I am a "flop shot" natural, so I use it quite a bit during most of my rounds of golf. It is one of my "go to" shots. I love this shot, and my confidence level is very high when using it. I will chip first, when I can, but I will flop a shot before I will pitch it. That's just me, and not for everyone. Depending on the lie, terrain and the distance, I will use anything from a 6i down to my LW. A flop I remember was one time when I had a tree blocking me from the green. 130 yards. This was a 6i flop distance for me. I knocked the ball to with in 5' of the pin. I was a happy golfer with that particular shot. A reliable flop shot is a tremendous, stroke saving asset to one's short game. The best tip I can give aside from practicing, an open stance, and club face, is to not be afraid to swing the club once you commit to this shot. That, and paying attention to the chosen club's bounce in relation to the lie of the ball. 
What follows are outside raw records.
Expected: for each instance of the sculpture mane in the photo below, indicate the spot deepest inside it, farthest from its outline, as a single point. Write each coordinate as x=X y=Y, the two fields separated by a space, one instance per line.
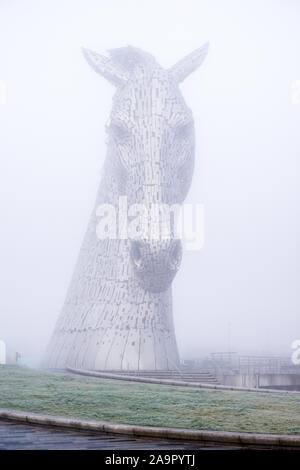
x=118 y=311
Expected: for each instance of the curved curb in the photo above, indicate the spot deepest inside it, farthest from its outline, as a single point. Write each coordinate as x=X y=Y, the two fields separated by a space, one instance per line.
x=275 y=440
x=181 y=383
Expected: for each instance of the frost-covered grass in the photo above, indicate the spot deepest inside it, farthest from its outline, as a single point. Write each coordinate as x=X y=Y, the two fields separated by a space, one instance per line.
x=153 y=405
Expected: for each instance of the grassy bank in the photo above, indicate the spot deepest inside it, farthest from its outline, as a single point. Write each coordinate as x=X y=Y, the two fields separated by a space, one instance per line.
x=153 y=405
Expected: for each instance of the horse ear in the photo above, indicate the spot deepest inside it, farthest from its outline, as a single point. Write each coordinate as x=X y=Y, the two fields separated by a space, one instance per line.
x=189 y=63
x=106 y=67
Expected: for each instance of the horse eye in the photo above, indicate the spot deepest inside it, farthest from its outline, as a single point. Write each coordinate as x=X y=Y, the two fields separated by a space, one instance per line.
x=183 y=131
x=119 y=132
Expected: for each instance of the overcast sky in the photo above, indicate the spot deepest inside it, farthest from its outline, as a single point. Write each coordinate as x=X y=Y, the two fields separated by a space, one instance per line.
x=241 y=291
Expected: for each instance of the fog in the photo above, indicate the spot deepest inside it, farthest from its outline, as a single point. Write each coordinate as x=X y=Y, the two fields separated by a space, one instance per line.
x=240 y=292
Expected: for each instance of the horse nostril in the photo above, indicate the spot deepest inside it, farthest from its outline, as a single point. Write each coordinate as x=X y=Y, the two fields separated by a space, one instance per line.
x=176 y=254
x=136 y=254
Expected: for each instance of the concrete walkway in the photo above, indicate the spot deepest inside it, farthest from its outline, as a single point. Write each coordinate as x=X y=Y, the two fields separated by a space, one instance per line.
x=199 y=436
x=180 y=383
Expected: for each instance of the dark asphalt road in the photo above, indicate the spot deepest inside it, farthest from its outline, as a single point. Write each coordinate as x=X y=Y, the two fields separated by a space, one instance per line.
x=15 y=435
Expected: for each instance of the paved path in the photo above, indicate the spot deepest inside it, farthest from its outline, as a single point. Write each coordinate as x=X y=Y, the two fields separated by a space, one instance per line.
x=22 y=436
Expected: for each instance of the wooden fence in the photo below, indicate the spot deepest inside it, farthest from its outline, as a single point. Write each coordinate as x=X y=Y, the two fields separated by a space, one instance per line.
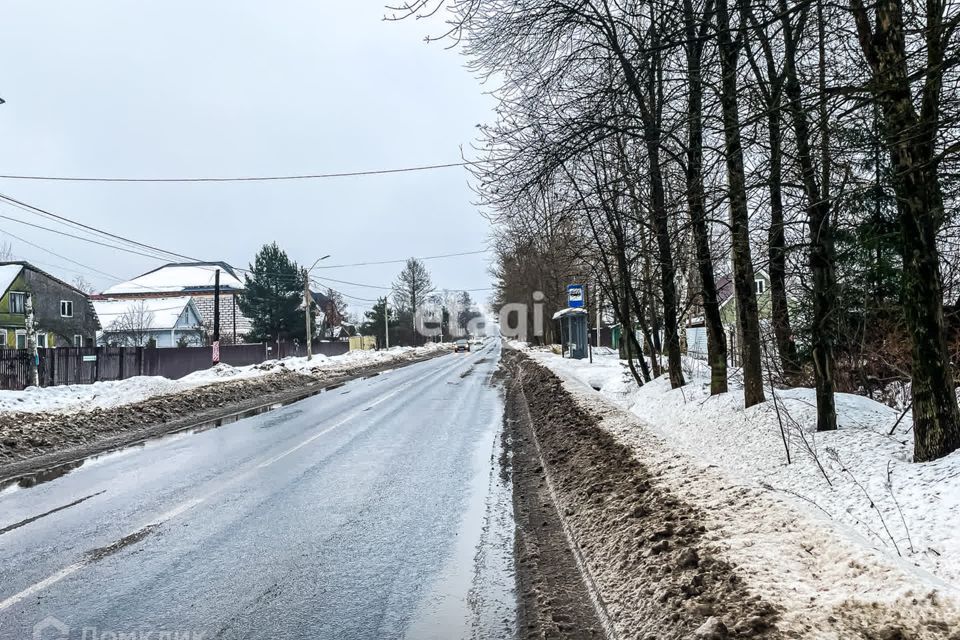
x=85 y=365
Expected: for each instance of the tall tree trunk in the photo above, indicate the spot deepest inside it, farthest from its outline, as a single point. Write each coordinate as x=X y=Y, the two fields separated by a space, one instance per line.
x=716 y=338
x=770 y=86
x=648 y=100
x=822 y=258
x=912 y=141
x=748 y=318
x=777 y=248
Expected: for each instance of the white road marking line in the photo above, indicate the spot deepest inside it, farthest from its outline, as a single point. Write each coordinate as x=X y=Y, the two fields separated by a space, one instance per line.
x=73 y=568
x=43 y=584
x=186 y=506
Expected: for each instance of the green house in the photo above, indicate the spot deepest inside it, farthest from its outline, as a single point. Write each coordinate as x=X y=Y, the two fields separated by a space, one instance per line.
x=63 y=315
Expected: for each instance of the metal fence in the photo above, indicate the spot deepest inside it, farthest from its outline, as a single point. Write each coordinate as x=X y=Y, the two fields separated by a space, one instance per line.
x=85 y=365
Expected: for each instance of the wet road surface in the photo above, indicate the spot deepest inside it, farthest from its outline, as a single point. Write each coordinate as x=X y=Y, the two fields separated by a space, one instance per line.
x=374 y=510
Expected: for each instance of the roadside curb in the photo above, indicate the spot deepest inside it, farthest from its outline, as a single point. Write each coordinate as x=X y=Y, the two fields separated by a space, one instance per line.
x=596 y=599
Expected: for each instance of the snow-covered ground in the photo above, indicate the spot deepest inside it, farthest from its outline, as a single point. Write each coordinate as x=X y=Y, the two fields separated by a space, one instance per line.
x=104 y=395
x=859 y=478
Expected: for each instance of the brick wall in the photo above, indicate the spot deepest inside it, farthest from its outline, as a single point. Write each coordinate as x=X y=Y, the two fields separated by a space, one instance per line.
x=204 y=304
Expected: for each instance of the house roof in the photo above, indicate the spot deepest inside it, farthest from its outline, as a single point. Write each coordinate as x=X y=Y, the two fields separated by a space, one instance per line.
x=18 y=265
x=159 y=313
x=8 y=273
x=724 y=289
x=725 y=286
x=180 y=277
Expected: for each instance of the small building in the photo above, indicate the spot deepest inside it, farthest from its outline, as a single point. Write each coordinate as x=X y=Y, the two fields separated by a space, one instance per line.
x=573 y=332
x=63 y=315
x=159 y=322
x=728 y=301
x=696 y=332
x=194 y=279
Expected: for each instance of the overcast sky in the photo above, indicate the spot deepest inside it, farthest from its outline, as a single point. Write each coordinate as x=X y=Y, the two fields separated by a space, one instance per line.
x=229 y=88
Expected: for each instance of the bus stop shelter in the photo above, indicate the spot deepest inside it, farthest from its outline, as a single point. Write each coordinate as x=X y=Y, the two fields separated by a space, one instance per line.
x=574 y=341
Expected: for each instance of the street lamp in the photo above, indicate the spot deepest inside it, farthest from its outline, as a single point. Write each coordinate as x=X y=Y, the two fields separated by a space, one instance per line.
x=306 y=303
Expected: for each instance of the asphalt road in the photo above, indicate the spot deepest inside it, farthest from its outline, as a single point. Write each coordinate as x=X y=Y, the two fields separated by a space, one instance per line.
x=374 y=510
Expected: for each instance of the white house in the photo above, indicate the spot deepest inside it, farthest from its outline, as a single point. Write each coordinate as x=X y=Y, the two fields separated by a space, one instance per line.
x=194 y=279
x=133 y=322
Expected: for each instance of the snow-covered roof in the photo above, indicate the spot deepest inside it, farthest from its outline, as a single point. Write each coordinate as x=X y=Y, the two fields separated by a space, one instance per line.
x=178 y=278
x=159 y=313
x=8 y=273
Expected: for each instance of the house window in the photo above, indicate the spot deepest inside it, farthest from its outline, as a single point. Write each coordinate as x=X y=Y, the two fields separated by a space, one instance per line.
x=18 y=302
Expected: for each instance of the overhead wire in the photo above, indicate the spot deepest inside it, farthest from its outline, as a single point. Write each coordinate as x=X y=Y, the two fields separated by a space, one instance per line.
x=306 y=176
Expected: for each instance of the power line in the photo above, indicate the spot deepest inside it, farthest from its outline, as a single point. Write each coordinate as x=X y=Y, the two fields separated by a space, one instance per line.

Flop Shot----Learn it, Use it


----------



## TtotheJ (Aug 19, 2010)

Thanls for the advice, I will keep at it. 

Regarding the lie of the ball. Where is your weight in your stance when it is flush with the grass opposed to a higher lie in fluffy grass. I have a harder time flopping out of fluffy grass as I seem to just go right underneath the ball.


----------



## FrogsHair (Mar 4, 2010)

With my irons I tend to keep most of my weight on on my left (target) side from start of back swing to follow through. I was told many years ago that this was the best way to a consistent divot location. Again that's just what I do, as I think the widely accepted stance is a balanced one for this shot. As for a fluffy, hanging lie I will keep my same posture, and choke down on the club grip. This in effect shortens the club, so that it does not reach the ground, below where the ball is resting. I never ground my club with a fluffy/hanging lie. Heck, I don't consciously think about grounding my club on most shots.


TtotheJ said:


> Thanls for the advice, I will keep at it.
> 
> Regarding the lie of the ball. Where is your weight in your stance when it is flush with the grass opposed to a higher lie in fluffy grass. I have a harder time flopping out of fluffy grass as I seem to just go right underneath the ball.


----------



## KrudlerAce (Jul 3, 2010)

I hit the flop shot usually at least a few times during a round of golf. It's especially handy when you have missed the green and you have to get the golf ball over a bunker or a slope to a tightly cut pin position. I always check to see what sort of lie I have first though. I personally like to have a bit of grass underneath the ball to help me comfortably get under the ball and put the right height on the shot. I'm careful about bare lies and also hitting out of the thick rough. Both of these lies can cause changes in the club head through impact and cause lots of problems. Keep working at it with all your golf shots, and the flop shot can become a very useful part of your overall golf game.


----------